Sábado, 4 Maio

Josep: a arte no combate ao fascismo como exercício de imaginação e memória

Depois de passar no MyFrenchFilmFestival, "Josep" pode ser visto na MONSTRA | Festival de Animação de Lisboa

Dono de um traço exuberante, cronista do exílio, namorado de Frida Kahlo e guardião da batalha de toda uma geração de espanhóis abalada pela brutalidade do franquismo, Josep Bartolí i Guiu, artista gráfico nascido em Barcelona, em 1910, e falecido em Nova York, a 3 de dezembro de 1995, tem mobilizado (postumamente) a internet em buscas atrás dos seus desenhos por conta do sucesso de uma longa-metragem de animação baseada nos seus relatos de juventude e de maturidade.

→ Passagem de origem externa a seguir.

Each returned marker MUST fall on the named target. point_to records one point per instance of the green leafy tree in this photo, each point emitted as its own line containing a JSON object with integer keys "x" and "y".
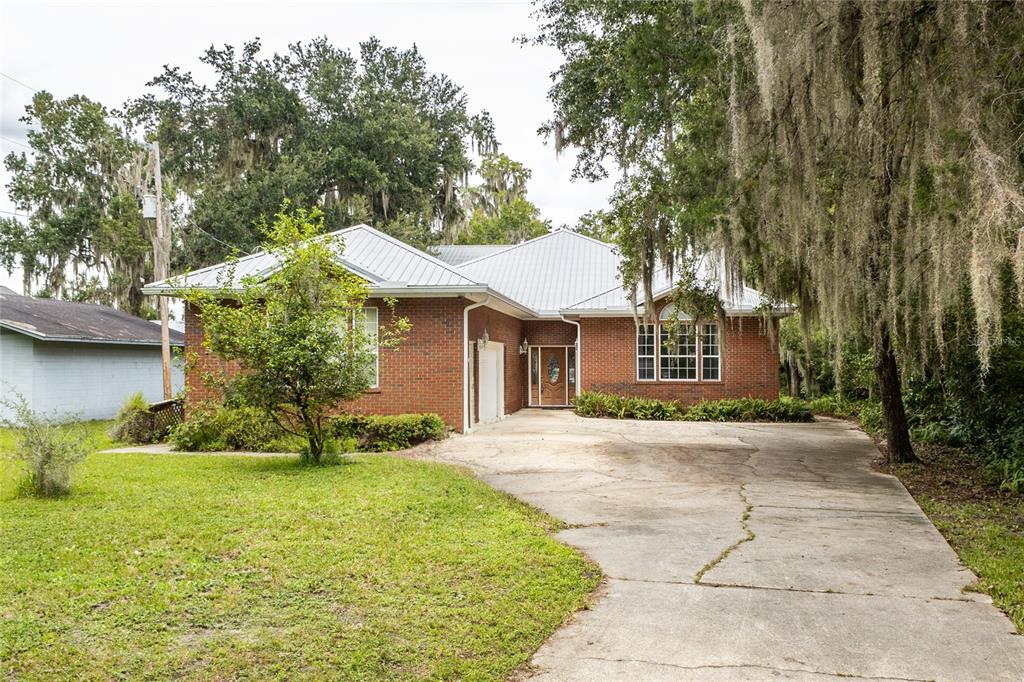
{"x": 862, "y": 159}
{"x": 370, "y": 137}
{"x": 499, "y": 210}
{"x": 297, "y": 335}
{"x": 84, "y": 238}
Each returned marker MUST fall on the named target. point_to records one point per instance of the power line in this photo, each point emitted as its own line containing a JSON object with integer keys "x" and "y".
{"x": 22, "y": 83}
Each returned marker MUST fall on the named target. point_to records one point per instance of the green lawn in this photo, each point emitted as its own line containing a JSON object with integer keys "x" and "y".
{"x": 204, "y": 566}
{"x": 991, "y": 546}
{"x": 984, "y": 525}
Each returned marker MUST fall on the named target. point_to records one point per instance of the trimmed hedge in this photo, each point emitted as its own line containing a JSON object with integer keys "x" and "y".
{"x": 211, "y": 428}
{"x": 590, "y": 403}
{"x": 379, "y": 433}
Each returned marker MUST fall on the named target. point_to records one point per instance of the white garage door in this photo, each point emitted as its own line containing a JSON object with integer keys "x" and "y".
{"x": 492, "y": 382}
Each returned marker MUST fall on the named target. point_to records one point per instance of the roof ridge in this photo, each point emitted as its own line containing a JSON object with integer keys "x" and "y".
{"x": 513, "y": 247}
{"x": 410, "y": 248}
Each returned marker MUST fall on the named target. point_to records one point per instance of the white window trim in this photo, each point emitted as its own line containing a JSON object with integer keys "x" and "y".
{"x": 695, "y": 356}
{"x": 637, "y": 355}
{"x": 718, "y": 354}
{"x": 377, "y": 347}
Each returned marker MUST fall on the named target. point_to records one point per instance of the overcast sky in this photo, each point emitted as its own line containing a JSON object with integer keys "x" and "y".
{"x": 109, "y": 50}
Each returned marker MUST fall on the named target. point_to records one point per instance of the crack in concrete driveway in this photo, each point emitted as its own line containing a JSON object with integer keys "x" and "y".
{"x": 837, "y": 573}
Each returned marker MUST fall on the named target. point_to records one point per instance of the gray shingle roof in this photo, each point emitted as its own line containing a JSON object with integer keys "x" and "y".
{"x": 49, "y": 320}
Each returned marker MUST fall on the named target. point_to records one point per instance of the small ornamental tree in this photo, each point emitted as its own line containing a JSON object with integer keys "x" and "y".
{"x": 296, "y": 334}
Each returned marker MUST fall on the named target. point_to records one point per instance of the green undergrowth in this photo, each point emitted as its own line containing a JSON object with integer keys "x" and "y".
{"x": 592, "y": 403}
{"x": 162, "y": 566}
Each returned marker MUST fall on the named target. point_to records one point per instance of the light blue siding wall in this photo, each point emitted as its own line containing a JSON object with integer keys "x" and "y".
{"x": 88, "y": 380}
{"x": 15, "y": 368}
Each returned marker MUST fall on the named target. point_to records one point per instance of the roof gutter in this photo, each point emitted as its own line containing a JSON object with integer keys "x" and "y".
{"x": 466, "y": 369}
{"x": 579, "y": 354}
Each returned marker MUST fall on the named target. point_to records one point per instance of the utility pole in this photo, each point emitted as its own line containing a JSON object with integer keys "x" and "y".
{"x": 161, "y": 270}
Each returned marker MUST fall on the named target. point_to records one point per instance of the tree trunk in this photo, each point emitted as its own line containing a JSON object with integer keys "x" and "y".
{"x": 887, "y": 373}
{"x": 314, "y": 437}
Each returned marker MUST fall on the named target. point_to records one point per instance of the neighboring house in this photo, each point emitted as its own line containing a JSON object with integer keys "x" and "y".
{"x": 78, "y": 358}
{"x": 497, "y": 329}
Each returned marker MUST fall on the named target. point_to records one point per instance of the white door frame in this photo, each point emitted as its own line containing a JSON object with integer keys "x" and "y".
{"x": 540, "y": 388}
{"x": 498, "y": 349}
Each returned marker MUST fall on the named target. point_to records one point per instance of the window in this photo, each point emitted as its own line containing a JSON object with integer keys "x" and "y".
{"x": 679, "y": 353}
{"x": 645, "y": 352}
{"x": 711, "y": 368}
{"x": 366, "y": 318}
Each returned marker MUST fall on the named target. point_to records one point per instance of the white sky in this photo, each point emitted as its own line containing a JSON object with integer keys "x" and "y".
{"x": 109, "y": 50}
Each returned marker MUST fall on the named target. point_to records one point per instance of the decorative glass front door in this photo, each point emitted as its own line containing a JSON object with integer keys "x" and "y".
{"x": 553, "y": 377}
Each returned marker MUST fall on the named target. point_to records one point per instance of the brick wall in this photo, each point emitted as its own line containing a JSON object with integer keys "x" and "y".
{"x": 507, "y": 330}
{"x": 750, "y": 363}
{"x": 423, "y": 374}
{"x": 549, "y": 333}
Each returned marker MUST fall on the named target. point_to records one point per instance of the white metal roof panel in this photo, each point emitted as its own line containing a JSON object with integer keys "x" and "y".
{"x": 368, "y": 252}
{"x": 456, "y": 254}
{"x": 549, "y": 272}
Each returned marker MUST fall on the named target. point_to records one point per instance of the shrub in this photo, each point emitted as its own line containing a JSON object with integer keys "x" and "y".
{"x": 134, "y": 423}
{"x": 590, "y": 403}
{"x": 378, "y": 433}
{"x": 47, "y": 446}
{"x": 871, "y": 418}
{"x": 212, "y": 428}
{"x": 935, "y": 433}
{"x": 834, "y": 406}
{"x": 1009, "y": 473}
{"x": 750, "y": 410}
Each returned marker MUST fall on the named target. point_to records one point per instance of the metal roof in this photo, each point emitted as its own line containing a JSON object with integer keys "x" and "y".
{"x": 457, "y": 254}
{"x": 735, "y": 300}
{"x": 550, "y": 272}
{"x": 561, "y": 272}
{"x": 384, "y": 261}
{"x": 50, "y": 320}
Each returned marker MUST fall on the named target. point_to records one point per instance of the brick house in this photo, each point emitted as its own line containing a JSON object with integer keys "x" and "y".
{"x": 496, "y": 329}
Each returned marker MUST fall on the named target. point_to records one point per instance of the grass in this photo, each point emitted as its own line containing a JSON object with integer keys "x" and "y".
{"x": 983, "y": 525}
{"x": 206, "y": 566}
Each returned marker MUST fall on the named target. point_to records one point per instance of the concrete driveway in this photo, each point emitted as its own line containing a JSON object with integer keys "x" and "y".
{"x": 742, "y": 552}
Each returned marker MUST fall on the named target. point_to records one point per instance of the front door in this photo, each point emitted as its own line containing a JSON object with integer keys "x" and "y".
{"x": 554, "y": 377}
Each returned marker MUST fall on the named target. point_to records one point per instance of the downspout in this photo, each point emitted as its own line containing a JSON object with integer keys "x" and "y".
{"x": 579, "y": 361}
{"x": 466, "y": 369}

Exibido em certames como a Mostra de São Paulo, no final de outubro, a produção foi distinguida nos festivais de Atenas (com o prémio de melhor argumento) e Valladolid (com o troféu de melhor realização). Desde então, o filme vem atraindo olhares para o legado de Bartolí.

Na Amazon encontra-se um dos seus múltiplos trabalhos à venda: “La retirada: éxodo y exilio de los republicanos españoles”, feito em parceria com o seu sobrinho, Georges. Foi a partir da luta de Georges para preservar a penosa história do seu tio que Aurélien Froment, conhecido apenas como Aurel, descobriu a trajetória artística desse militante da resistência que resolveu transformar em ficção. Aurel é autor da ótima BD “Clandestino” (Glénat, 2014), mas é um estreante como realizador de longas-metragens.

Na trama, Aurel viaja no tempo até fevereiro de 1939. Na ocasião, os espanhóis republicanos fogem da ditadura de Franco, rumo a França. O governo francês acena com uma hipótese da ajuda, que acaba por se materializar na forma de um campo de concentração, confinando os refugiados. No local, eles mal tinham acesso a alimentos, água ou qualquer possibilidade de higiene. Num desses campos, separados por arame farpado, Bartolí solta a sua imaginação, com o material que encontra, e traduz o que vê em ilustrações. Desenha o assustador mundo à sua volta e o regime ditatorial espanhol. Anos depois, já do lado de fora das cercas francesas, ele encontra o prazer nos braços de Frida Kahlo, pintora mexicana com quem terá lições de estética e desejo.

Apesar da sua natureza de biopic, a animação sobre Josep Bartolí parece ir além dos factos reais acerca da vida deste artista gráfico e propõe uma reflexão mais universal, calcada na resiliência. O que os feitos dele abrem de precedente para uma discussão sobre a arte de resistir?  

É um filme sobre exílio e é um filme sobre o fascínio da memória, no sentido de que uma recordação amorosa leva aquele desenhista a uma libertação do horror ao seu redor e ao desejo de seguir em frente. A principal reflexão que tento abrir é discutir como a arte pode ajudar alguém a sobreviver. Cheguei à história de Bartolì a partir do livro que o sobrinho dele, Georges, fez a partir dos campos de concentração na França, usando os desenhos dele como ilustração. Ali foi um primeiro contanto, que me despertou estranheza, não só diante da singularidade do traço dele, mas pela dor dos seus relatos.  

Onde a Guerra Civil espanhola e o franquismo entram como bússolas históricas?

No filme, esses episódios são apenas um motor de arranque, pois o que mais me atraiu na história dele não foi o horror da partida, dos conflitos de Espanha, e, sim, o terror que ele vai encontrar em França, num espaço onde havia uma promessa de salvação. Através dos campos de concentração, Bartolí viveu não apenas uma deceção, como uma experiência desumana, que alimentou a sua arte em registos de dor, acendendo nele a fagulha da solidariedade. Uma fagulha que incutiu nos movimentos de esquerda em que participou.

E de que maneira ele afeta o trabalho de Frida Kahlo?

É mais fácil apontar como ela o afeta, uma vez que ela abre para ele uma diversidade de cores que antes inexistiam no seu desenho. Frida leva o México a Bartolí, faz ele entender não só os conflitos latino-americanos como a diversidade cultural das Américas.

Como foi a colaboração com Sergi López, que faz a voz de Bartolí?

O ponto mais importante foi a compreensão que ele teve da dimensão afetiva de Josep Bartolí e a habilidade de usar a voz para representá-lo, a partir dessa dimensão de artista preocupado com os desarranjos da política.

Como é que o desenho dele mudou a sua própria conceção das artes gráficas?

Não sei se houve uma mudança, mas houve certamente um encantamento, pois descobri a partir dele uma forma de conjugar arte com o combate ao fascismo e um exercício exuberante da imaginação e da memória, a partir de vivências pessoais usadas como modelo para o desenho.